Ventilated leather seats and the walnut wood-trimmed interior turned my not-so-glamorous life into something a tad more shiny. For that one week, my automotive life was almost perfect. Its solid doors reminded me that my kids in the backseat were safe, even if I should happen to speed (a little) down the freeway.
The ES 350 has a starting MSRP of $36,725. My test car was equipped with several optional features, including the Ultra Luxury Package, pushing its price up to $44,500.
Lexus isn't known for taking risks. This gives its cars, including the ES, a somewhat classic look. The ES 350 is undeniably sleek and beautiful, but it lacked that sporty, head-turning element.
Because it's a sedan, it sits low enough to the ground that my 2-year-old could climb in and out of it by herself. However, the roofline was so low that my 9-month-old developed a permanent bruise on her forehead from me hitting her head on the door frame every time I tried to maneuver her out of her child-safety seat. Sorry 'bout that, baby.
While deep and somewhat cavernous, the trunk was easily accessible. The trunk is sizable. It swallowed my humongous double jog stroller with room to spare. It also features a pass-through to the cabin to accommodate longer items.

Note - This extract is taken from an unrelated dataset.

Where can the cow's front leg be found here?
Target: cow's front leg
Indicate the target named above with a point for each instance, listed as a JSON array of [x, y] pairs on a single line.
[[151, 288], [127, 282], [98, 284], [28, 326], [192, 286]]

The Lexus ES 350 has a 268-horsepower, 3.5-liter V-6 engine that's paired with a six-speed automatic. For the 2011 model year, the engine has been revised so it now uses regular gas. It gets an EPA-estimated 19/27 mpg city/highway.
SENSE AND STYLE
Family Friendly (Not Really, Fair, Great, Excellent): Fair
Fun-Factor (None, Some, Good Times, Groove-On): Groove-On
The ES' interior was so beautiful that I found myself fearing what my brood would do to it during our test drive. Luckily, it was as sturdy as it was sparkly.
In the front row, the comfy optional leather seats were heated and ventilated. Legroom wasn't lacking as my tall husband was able to fit in the front passenger seat with a rear-facing child-safety seat behind him in the second row. However, he struggled to find a comfortable seating position because of the adjustable lumbar support.
Almost every control in the sedan is accessible by voice commands. This was novel at first, but after spending about 20 minutes (unsuccessfully) yelling in unison with my 2-year-old daughter, "Add phone," we gave up on the voice-controlled system and went the old-school touch-screen route. The touch-screen made access to the navigation system a breeze, which made my driving experience much safer. I was no longer forced to rely on my smartphone to navigate through the Los Angeles' convoluted freeway system. This left my hands free to drive.